Innovation in business on the Burin Peninsula
Ocean Choice International in St. Lawrence highlighted during Innovation Day
It’s not the kind of cucumber you’d put in a green salad.
But the slimy-looking sea creature is the type of thing that finds its way to the Asian dinner plate; sold at pricey restaurant as a delicacy, the dried product is often rehydrated to be used in rice salads and/or soups.
And that’s meant jobs for over 100 people at the Ocean Choice International (OCI) plant in St. Lawrence.
Production of sea cucumber has allowed the plant to extend its production season.
Last year employees worked until November on the sea cucumber line. The number of additional weeks can vary, depending on the quota and how quickly it is caught.
Last week members of the Newfoundland and Labrador Association of Technology Industries (NATI), science students from Memorial University and local, provincial and federal politicians had a chance to see how sea cucumbers make their way from the sea, to the assembly line to find product for export.

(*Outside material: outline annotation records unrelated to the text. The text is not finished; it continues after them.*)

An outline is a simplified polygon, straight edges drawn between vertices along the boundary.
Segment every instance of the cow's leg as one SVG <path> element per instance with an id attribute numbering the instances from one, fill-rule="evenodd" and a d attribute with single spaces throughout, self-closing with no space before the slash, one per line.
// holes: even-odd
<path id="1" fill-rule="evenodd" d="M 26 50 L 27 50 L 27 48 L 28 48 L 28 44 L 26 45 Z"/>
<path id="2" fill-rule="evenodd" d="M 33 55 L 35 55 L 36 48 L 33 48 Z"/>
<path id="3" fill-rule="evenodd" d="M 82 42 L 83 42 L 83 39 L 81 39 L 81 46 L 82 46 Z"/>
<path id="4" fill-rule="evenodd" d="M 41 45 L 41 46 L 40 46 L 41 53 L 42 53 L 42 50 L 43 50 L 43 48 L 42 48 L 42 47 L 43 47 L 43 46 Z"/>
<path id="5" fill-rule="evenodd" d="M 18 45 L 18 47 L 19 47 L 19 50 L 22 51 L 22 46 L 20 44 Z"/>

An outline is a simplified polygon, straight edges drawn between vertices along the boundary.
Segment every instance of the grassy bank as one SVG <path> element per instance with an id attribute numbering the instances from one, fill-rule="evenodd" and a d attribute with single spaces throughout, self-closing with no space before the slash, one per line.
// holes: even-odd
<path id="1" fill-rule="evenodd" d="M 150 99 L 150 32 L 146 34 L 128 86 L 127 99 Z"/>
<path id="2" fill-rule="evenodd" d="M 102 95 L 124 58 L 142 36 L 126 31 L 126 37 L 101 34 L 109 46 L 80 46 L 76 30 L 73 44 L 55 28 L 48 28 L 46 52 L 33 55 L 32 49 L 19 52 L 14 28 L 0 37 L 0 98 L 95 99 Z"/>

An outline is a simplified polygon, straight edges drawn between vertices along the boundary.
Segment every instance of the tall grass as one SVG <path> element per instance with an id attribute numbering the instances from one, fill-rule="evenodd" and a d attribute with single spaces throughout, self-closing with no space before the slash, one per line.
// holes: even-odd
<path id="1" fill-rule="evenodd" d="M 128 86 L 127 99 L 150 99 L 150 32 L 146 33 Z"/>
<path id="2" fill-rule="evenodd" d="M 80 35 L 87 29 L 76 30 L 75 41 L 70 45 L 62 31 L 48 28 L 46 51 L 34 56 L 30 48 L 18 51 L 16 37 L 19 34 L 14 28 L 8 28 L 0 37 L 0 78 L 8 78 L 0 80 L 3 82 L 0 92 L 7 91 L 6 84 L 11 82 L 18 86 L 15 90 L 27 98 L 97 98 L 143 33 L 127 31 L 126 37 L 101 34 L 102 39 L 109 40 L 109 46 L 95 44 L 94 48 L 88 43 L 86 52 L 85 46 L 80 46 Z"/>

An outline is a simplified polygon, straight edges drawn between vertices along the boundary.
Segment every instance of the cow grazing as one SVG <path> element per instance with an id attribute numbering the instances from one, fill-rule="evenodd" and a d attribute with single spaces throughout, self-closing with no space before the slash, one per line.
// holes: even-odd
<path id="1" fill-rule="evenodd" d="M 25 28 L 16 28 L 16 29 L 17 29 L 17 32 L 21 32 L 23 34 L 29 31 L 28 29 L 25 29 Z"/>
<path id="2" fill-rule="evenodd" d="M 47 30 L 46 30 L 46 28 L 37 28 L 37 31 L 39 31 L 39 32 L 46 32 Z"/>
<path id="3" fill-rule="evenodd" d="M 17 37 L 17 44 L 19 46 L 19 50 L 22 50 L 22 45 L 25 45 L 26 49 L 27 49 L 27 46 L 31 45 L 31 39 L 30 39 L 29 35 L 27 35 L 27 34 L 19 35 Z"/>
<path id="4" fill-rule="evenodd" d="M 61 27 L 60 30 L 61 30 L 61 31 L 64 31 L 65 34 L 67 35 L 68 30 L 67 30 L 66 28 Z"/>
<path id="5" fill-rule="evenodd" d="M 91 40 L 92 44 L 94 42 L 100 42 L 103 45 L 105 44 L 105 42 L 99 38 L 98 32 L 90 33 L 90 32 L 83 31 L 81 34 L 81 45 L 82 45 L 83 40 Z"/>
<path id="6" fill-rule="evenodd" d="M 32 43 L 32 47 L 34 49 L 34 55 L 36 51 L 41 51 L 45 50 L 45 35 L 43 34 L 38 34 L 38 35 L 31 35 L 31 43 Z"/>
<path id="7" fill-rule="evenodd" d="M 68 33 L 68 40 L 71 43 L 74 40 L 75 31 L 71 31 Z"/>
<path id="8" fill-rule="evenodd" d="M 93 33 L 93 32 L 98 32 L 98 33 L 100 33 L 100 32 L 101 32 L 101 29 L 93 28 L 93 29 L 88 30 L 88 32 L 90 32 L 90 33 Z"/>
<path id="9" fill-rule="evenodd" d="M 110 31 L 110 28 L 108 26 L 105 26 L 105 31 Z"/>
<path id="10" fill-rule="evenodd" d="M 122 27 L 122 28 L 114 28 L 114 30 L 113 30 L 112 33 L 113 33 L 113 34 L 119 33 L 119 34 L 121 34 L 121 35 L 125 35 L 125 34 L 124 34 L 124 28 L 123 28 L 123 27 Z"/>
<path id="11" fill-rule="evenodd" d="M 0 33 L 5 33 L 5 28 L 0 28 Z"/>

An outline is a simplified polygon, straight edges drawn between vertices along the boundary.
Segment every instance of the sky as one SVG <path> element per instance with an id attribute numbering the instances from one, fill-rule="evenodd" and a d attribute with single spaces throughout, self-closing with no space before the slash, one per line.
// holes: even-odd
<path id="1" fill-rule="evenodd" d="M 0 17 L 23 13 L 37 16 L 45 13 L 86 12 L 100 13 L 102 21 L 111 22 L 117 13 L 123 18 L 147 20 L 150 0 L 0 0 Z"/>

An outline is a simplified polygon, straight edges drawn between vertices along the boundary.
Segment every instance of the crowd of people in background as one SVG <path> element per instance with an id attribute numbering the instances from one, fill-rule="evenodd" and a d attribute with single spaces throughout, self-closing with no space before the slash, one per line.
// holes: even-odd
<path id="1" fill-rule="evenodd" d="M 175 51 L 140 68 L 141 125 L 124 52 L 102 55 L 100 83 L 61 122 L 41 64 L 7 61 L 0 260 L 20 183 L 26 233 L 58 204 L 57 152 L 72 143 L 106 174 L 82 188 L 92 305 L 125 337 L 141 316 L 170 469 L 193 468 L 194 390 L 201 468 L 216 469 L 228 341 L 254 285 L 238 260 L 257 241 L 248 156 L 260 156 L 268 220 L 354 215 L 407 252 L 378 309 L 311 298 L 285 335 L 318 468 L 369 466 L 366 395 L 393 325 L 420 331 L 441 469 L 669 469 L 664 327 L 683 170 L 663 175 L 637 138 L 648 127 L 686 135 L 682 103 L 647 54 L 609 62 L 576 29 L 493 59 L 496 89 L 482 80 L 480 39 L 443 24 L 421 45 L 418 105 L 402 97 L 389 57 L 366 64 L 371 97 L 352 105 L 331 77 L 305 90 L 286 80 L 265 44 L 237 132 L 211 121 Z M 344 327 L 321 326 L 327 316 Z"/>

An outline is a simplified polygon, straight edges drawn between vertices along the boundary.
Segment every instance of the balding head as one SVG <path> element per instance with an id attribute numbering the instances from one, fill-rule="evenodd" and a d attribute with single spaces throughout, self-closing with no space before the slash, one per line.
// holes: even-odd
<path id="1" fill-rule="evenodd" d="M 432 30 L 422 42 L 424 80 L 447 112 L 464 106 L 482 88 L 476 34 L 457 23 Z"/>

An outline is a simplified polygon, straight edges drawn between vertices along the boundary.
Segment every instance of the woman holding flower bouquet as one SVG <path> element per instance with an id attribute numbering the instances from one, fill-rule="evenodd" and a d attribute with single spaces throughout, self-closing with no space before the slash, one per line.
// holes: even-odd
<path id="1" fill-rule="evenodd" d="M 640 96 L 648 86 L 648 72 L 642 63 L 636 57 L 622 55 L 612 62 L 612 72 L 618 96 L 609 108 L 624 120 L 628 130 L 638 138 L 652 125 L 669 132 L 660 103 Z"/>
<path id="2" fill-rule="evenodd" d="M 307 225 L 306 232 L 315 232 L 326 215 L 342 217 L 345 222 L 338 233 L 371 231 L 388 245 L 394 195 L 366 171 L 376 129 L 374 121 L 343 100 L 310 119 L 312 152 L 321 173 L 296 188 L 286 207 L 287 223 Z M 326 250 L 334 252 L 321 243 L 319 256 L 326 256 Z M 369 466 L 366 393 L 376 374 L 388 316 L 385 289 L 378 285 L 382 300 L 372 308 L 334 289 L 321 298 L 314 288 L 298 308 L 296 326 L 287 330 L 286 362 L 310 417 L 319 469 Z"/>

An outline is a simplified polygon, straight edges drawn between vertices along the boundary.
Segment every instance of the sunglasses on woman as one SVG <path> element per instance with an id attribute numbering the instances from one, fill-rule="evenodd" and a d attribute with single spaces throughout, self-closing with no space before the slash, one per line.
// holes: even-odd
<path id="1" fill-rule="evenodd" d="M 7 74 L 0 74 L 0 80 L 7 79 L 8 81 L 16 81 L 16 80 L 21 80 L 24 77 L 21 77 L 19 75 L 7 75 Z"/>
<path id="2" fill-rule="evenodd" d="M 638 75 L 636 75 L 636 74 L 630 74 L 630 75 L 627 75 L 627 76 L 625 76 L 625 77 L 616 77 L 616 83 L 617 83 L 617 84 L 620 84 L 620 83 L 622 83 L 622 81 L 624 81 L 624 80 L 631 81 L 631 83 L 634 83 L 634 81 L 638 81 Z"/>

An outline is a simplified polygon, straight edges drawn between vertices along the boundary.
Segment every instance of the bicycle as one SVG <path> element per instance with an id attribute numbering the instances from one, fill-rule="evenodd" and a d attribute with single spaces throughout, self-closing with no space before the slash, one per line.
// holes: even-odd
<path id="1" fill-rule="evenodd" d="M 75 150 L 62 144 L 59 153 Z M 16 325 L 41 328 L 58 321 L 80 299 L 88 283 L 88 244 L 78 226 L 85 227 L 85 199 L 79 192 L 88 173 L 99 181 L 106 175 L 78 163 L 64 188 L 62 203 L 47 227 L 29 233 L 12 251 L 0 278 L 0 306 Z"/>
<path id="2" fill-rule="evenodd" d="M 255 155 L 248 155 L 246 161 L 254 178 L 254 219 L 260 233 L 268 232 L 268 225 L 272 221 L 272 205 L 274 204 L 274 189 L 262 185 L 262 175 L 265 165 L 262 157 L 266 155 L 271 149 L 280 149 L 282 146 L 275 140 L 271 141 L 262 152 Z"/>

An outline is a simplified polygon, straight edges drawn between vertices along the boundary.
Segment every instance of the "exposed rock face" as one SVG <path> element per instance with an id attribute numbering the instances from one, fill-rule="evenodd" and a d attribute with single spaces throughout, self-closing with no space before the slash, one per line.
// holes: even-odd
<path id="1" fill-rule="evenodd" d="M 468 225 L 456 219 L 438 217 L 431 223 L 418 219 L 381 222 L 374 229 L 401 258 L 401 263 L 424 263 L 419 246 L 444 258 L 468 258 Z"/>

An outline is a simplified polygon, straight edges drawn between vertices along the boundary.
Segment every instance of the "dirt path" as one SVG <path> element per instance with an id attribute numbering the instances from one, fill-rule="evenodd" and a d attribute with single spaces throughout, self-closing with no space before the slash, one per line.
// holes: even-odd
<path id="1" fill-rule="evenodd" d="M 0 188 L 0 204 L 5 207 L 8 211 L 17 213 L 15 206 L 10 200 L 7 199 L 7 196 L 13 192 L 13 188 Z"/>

The St. Lawrence facility has been processing sea cucumbers since the fall of 2012.
Since then new technology and innovations have brought improvements to the process.
That process was highlighted on Tuesday, Aug. 28, when NATI hosted the first in a series of innovation days in St. Lawrence.
The series shows how innovation and technology is being used in traditional industries to modernize operations, allowing companies to expand markets, and become more competitive around the world.
Blaine Sullivan, chief operating officer for Ocean Choice International, says advances in technology have enabled the company to improve the quality of their products, from sea cucumbers to other species.
“The inshore vessels have gotten so much better, the product quality that has been coming from the inshore sector over the last two decades is improved immensely, snow crab, shrimp, sea cucumbers,” he says. “When I started in the business Canada, and Newfoundland, was not renowned for quality (in seafood) but it is today. There’s been a big change and that’s something this industry should be proud of, and should talk more about.”
He notes one innovation the company uses on the harvesting side is the switch to mid-water doors in all their offshore and inshore fishing vessels.
“We minimize the bottom contact to less than 10 percent; from an environmental perspective it’s much better, we have less drag on the bottom and it saves fuel.”
Sullivan also sees innovation as a way to help create jobs.
“We have to transition our industry to more year-round jobs, like in St. Lawrence (where) we’ve extended the season with sea cucumber.”
Providing year-round jobs, he adds, offers more prospects for younger people entering the workforce.
“I believe you will attract young people if you have the work. If you have the jobs you can train people for them and you’ll keep people in the local area. Otherwise young people are voting with their feet, they’re leaving industries that don’t provide them with a good future.”
So it is that the lowly sea cucumber, favoured by Asian diners a world away, is providing jobs for people in a south coast Newfoundland town.
Bonavista-Burin-Trinity MP Churence Rogers gets a close look at a sea cucumber before it makes its way along the production line at the OCI processing plant in St. Lawrence. Left to right are: Blaine Sullivan of OCI, MP Churence Rogers, MHA Carol Anne Haley, MHA Mark Browne (back) Gary Pike and Eric George.
MP Churence Rogers holds a sea cucumber that has gone through the processing process.
Workers at the plant in St. Lawrence place the sea cucumber upright in a tray on spikes to prepare them for the drying process.
Using specialized equipment workers on the line vacuum clean the inside tube of the sea cucumbers on the production line.